Petition drive continues despite Park lawsuit
Organizers of a petition drive to overturn approval of an agreement between the county and Park Ranch Holdings said they’ll continue to gather signatures despite a lawsuit filed last week.
Park Ranch Holdings is challenging the legality of the petition drive, arguing that a development agreement with the county was administrative, not legislative, and therefore not subject to the petition process.
The lawsuit was filed in Ninth District Court against the Committee to Repeal Douglas County Ordinance 2019-1566-A, the five committee members and Douglas County.
Park is seeking a writ to halt the petition before its organizers have completed gathering signatures.
Park attorney Mark Forsberg argues that unlike the case that paved the way for the county’s growth cap, the petition does not set policy but seeks to overturn a single action by the commission.

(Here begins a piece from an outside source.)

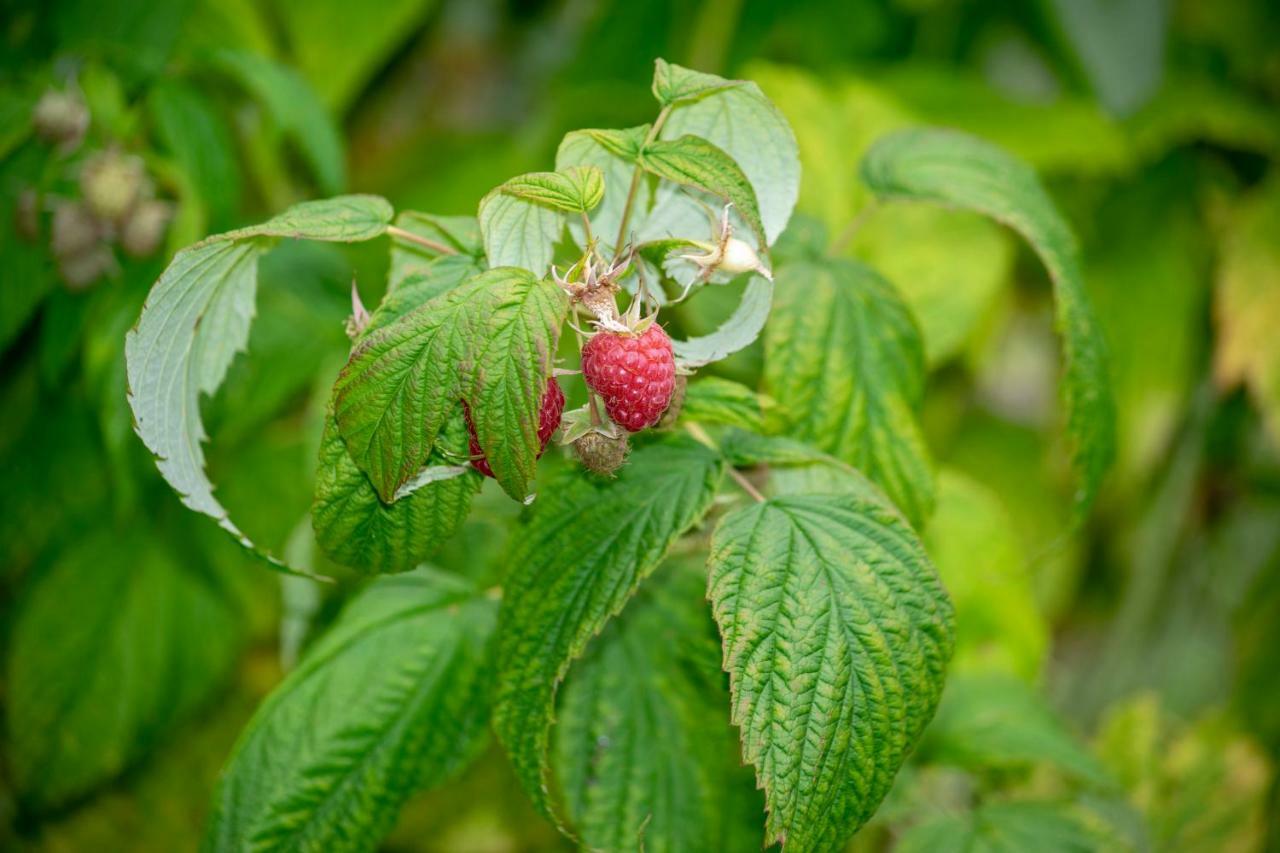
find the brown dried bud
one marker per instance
(76, 229)
(62, 118)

While voters have been given wide latitude to overturn legislative action that sets policy, like the growth cap, Forsberg argues that despite being enacted as an ordinance, the approval of the agreement in December was administrative not legislative
The lawsuit seeks to prevent the county from verifying the signatures being gathered.

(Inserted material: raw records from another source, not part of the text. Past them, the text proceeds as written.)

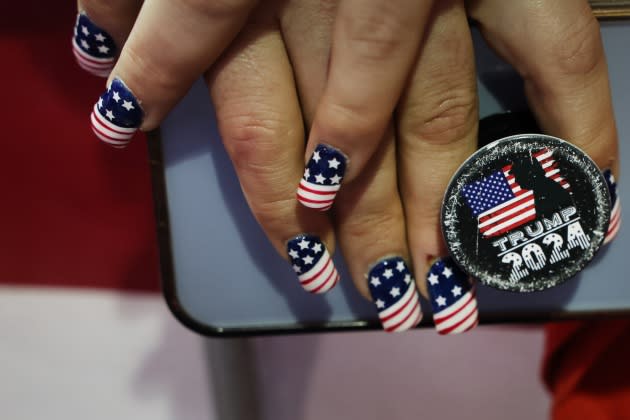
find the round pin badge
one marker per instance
(525, 212)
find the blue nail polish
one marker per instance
(394, 293)
(615, 205)
(322, 178)
(452, 298)
(93, 48)
(117, 115)
(312, 263)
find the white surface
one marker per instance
(82, 354)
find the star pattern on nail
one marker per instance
(322, 178)
(394, 294)
(127, 105)
(452, 297)
(315, 268)
(433, 279)
(113, 123)
(93, 41)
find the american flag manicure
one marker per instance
(452, 298)
(394, 293)
(93, 48)
(322, 178)
(312, 263)
(615, 212)
(117, 115)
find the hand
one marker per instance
(254, 90)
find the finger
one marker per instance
(100, 29)
(307, 31)
(374, 45)
(171, 44)
(369, 217)
(437, 126)
(556, 47)
(369, 221)
(261, 126)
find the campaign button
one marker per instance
(525, 212)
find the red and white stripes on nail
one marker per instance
(394, 293)
(404, 314)
(322, 277)
(312, 263)
(320, 197)
(95, 65)
(460, 317)
(118, 137)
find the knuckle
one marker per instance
(577, 46)
(372, 36)
(217, 9)
(442, 117)
(360, 120)
(251, 141)
(273, 214)
(378, 224)
(145, 76)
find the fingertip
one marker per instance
(94, 48)
(117, 115)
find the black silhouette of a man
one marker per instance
(549, 195)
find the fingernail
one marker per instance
(93, 48)
(452, 298)
(394, 293)
(322, 178)
(117, 115)
(312, 263)
(615, 212)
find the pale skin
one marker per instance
(392, 84)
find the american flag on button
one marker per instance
(498, 201)
(116, 116)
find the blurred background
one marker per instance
(84, 331)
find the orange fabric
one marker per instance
(587, 371)
(74, 212)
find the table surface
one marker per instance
(221, 275)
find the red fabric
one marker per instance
(587, 371)
(74, 211)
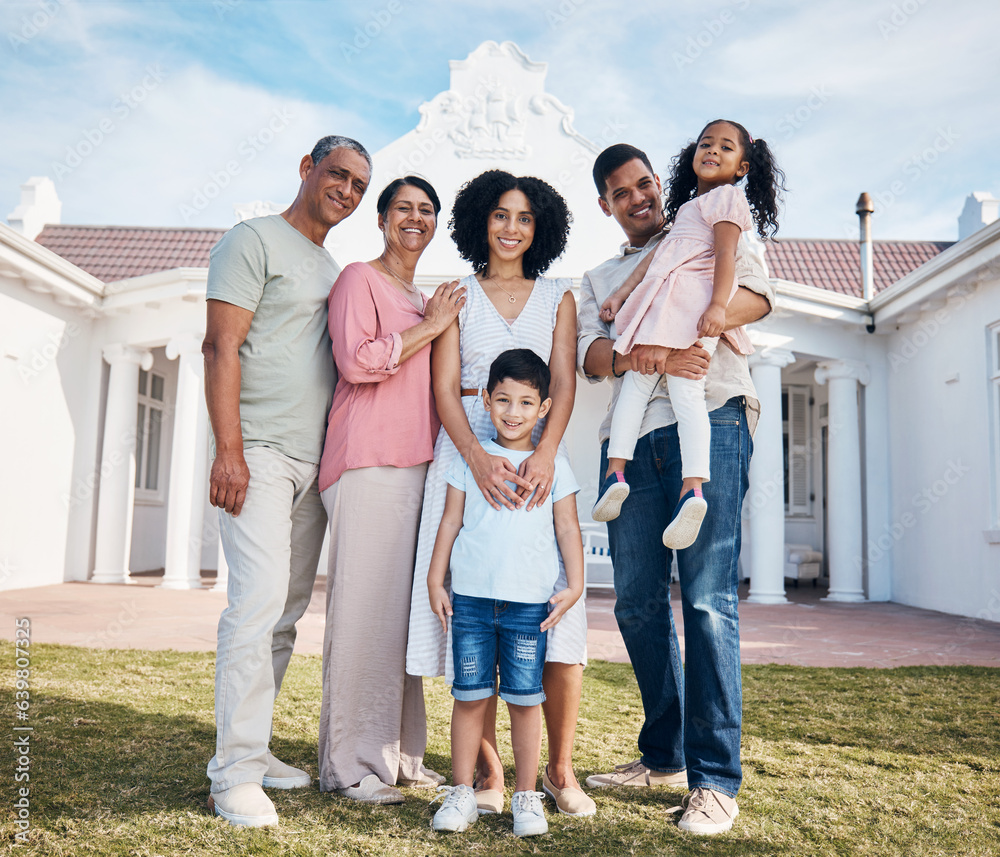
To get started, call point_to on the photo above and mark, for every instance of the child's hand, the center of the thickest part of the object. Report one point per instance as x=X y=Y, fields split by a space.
x=713 y=321
x=609 y=309
x=440 y=604
x=561 y=601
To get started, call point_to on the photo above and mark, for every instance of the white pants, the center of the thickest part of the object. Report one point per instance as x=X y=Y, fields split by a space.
x=273 y=550
x=687 y=398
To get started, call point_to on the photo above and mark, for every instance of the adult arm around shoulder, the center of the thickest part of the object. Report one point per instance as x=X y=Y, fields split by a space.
x=539 y=467
x=491 y=472
x=226 y=329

In a statement issued on Friday night, petition committee Chairwoman Jeanne Shizuru said they are considering their options.
“We’ve gathered 1,600 of the 2,613 signatures needed so far,” Shizuru, wife of Commissioner Dave Nelson, who’s seeking re-election. “I guess Park must be worried that we are going to succeed. Our deadline isn’t until June 12, 2020, and we’ve only been circulating our petitions for about six weeks.”

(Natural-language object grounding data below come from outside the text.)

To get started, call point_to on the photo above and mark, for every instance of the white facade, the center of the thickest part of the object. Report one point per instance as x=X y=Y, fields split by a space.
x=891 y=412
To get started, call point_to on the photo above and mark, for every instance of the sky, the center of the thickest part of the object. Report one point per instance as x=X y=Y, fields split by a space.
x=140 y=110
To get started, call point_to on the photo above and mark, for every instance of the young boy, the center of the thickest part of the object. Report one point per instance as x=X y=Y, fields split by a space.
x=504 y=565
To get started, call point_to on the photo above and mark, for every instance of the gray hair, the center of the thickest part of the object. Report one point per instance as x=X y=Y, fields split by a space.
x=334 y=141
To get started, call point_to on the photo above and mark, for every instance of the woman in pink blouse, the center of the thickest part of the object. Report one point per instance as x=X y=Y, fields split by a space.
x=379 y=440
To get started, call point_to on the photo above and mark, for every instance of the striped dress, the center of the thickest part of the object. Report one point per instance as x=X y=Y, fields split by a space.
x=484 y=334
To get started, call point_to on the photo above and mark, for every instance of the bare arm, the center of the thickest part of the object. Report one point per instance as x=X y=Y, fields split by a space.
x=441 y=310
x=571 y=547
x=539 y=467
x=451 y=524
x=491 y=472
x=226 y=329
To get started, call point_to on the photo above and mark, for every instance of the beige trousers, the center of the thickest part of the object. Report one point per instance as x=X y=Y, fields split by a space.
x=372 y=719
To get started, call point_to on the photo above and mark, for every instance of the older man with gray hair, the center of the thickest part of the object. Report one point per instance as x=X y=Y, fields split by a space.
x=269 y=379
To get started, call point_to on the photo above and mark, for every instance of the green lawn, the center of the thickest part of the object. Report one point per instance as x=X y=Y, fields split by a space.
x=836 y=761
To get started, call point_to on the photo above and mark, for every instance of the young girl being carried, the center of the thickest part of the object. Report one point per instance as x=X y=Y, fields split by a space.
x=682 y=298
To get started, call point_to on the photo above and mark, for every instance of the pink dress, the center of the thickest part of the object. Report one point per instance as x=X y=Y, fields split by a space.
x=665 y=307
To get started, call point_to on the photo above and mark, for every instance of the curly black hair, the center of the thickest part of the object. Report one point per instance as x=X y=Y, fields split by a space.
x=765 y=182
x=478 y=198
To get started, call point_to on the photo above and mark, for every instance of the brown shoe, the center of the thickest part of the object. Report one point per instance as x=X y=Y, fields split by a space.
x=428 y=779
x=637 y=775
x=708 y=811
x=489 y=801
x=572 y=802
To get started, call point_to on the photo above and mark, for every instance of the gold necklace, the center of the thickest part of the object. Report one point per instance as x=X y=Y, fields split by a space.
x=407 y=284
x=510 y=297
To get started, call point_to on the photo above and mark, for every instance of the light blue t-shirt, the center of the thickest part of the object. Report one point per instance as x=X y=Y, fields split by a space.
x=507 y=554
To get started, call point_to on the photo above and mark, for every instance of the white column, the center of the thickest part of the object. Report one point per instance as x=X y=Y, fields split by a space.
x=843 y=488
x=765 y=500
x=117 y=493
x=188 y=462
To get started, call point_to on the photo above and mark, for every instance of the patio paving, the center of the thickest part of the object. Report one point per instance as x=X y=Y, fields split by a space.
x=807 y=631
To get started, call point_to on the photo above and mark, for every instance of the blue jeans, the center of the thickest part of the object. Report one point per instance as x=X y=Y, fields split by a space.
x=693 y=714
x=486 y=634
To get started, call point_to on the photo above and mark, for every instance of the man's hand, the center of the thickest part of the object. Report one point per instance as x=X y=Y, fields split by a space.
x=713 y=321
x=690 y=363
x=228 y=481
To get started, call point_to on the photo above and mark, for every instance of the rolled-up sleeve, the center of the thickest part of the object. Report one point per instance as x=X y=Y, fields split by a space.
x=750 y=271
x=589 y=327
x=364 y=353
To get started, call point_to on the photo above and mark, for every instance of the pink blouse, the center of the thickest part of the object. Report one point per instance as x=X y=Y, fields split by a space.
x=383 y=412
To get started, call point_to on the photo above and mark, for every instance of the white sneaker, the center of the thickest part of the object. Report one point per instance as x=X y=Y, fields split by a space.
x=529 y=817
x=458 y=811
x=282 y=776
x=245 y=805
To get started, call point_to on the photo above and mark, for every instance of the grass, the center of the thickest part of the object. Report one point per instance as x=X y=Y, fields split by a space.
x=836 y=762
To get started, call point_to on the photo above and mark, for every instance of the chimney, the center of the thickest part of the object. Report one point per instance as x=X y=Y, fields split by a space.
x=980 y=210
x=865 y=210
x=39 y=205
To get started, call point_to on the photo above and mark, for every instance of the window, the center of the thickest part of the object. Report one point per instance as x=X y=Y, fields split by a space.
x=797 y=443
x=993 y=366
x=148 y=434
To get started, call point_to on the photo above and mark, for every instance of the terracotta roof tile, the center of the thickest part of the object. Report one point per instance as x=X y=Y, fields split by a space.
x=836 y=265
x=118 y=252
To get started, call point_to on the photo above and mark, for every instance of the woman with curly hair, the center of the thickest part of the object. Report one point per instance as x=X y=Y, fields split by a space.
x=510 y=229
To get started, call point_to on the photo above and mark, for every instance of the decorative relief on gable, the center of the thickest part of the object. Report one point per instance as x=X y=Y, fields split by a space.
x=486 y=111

Announced commissioner candidates Walt Nowosad and Mark Gardner are also members of the committee.
The petition is in response to Douglas County commissioners Dec. 3 decision to approve the development agreement 3-2 that trades the right-of-way for Muller Lane Parkway across Park Cattle for capping receiving area at 2,500 homes.
Commissioners Barry Penzel, Larry Walsh and Wes Rice voted in favor of the change. County commissioners also approved a master plan amendment that moves receiving area from Topaz Ranch Estates to Park property north of Minden and Gardnerville.
Shizuru agrees that the actual master plan amendment can’t be overturned by the petition. In his filing, Forsberg said Park has already recorded the easement for the Parkway and easements for flood control along Highway 88, and has fulfilled its part in the contract with the county.
He argued unilaterally reversing that contract would be in violation of the Nevada and U.S. constitutions.
Both Shizuru and Forsberg cite Garvin vs. Douglas Ninth District Court, where the Nevada Supreme Court ruled the voters have wide latitude to challenge legislative action.
In that case, the petition and the initiative made it to the ballot and was challenged after voters approved it in 2002. The Supreme Court ruled the measure was legislative, not administrative. Approval of the current growth cap in 2007 resulted in the case being settled before a trial could be held on the original lawsuit. That approval coincided with the beginning of the Great Recession. The county has not hit the compounded growth cap since it was approved, or even the original 280-home limit originally approved by voters.
No hearing date has been set for the case.
The deadline for petitioners to gather their signatures is June 12, or three days after the primary election, which is expected to determine the makeup of the county commission come Jan. 1, 2021.
Residents of Orchard Road have sued the county over the approval of the master plan amendment and development agreement, because the agreement moves the right-of-way of Muller Parkway to their back property line.
The challenge to the Park decision is the second petition being distributed by residents in opposition to commissioners’ actions.
A petition to place the redevelopment area No. 2 at Stateline on the ballot is also being distributed and should be due at the county in April for verification of signatures.